In-House Error Monitoring | Jacob Stordahl

Overview

In Q3 of 2023, while at Stylitics, I was tasked with designing a system that would allow my team to monitor run-time errors from our many Third-Party JavaScript applications. Our suite of products are all client-side rendered widgets that require some configuration to render properly. This paradigm limits our implicit visibility into the run time of our applications, across the many websites they are running within.

System Requirements

In order for this system to function successfully we needed to meet the following requirements

Allow the organization visibility into run-time errors in our products
Provide a very slim client side integration with the back-end system
Limit cost increases with our cloud provider, Google Cloud Platform
Require minimal maintenance

System Architecture

Server Architecture

The server architecture we ended up choosing heavily favors cost savings in cloud computing costs by keeping things very simple. To intake requests, we have a Google Cloud function that can horizontally scale with high traffic loads. This cloud function then constructs a log entry and writes it to Google Cloud Logging for later analysis. This architecture also allows us to integrate Google Cloud Monitoring for these logging events, though at the time of writing, this has not been implemented.

flowchart LR
    A[Browser Client] --> GCP
    B[Browser Client] --> GCP
    C[Browser Client] --> GCP
    subgraph GCP [Google Cloud Platform]
        direction LR
        D(Cloud\nFunction)
        D  --> G[(Google Cloud\nLogging)]
        E(Cloud\nFunction)
        E  --> G[(Google Cloud\nLogging)]
        F(Cloud\nFunction)
        F  --> G[(Google Cloud\nLogging)]
    end

Client SDK

To provide a good developer experience when integrating with the backend across the 10+ applications that my team manages, we added a thin SDK to our core library that exposes an intuitive API for engineers to take advantage of. The consumer simply creates a new instance of our domain object Logger, passing some configuration, which then provides a number of methods.

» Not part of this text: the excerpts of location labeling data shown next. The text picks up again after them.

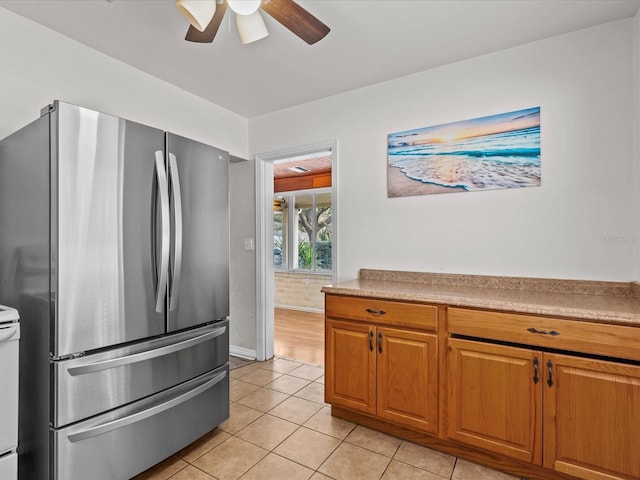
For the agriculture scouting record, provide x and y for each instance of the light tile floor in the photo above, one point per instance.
(280, 428)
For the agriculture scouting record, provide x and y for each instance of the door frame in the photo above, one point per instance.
(264, 235)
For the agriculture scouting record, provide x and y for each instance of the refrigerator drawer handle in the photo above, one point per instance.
(6, 333)
(142, 356)
(137, 417)
(163, 187)
(177, 218)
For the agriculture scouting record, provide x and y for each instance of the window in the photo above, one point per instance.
(302, 231)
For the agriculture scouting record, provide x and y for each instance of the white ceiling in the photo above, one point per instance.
(370, 41)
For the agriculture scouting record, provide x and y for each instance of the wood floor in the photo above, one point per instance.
(299, 336)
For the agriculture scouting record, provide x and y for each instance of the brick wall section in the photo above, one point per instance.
(299, 290)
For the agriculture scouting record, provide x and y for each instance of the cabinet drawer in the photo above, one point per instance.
(382, 311)
(594, 338)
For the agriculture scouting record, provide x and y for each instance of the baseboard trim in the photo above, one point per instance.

 const logger = new Logger(...config);
 // to send an error to the backend, and log to the browser console
 logger.error()
 // to throw an error and stop execution of the script
 logger.throwError()

The other consideration we needed to make is to accommodate the asynchronous nature of our products. All of the products we ship are essentially client-side rendered Single Page Applications that perform a number of data fetching operations before the UI is rendered. This means that...

Not all of our Logger configuration is available when we create a new instance
Errors may need to be logged during the initial data fetching operations

To address this issue, we made all of the configuration optional and expose an update() method so that we can add more data to the logged errors as said data becomes available.

Outcomes

Since deploying this system to production in October 2023, we've integrated it with two of our products, with more integrations to come in Q1 2024. One of these products is a part of our core offering, and this error monitoring system has helped us identify run-time errors in two environments that we don't often test. Both of those bugs have now been patched, leading to more customer engagement analytics for that product, and in turn, more potential revenue for our clients.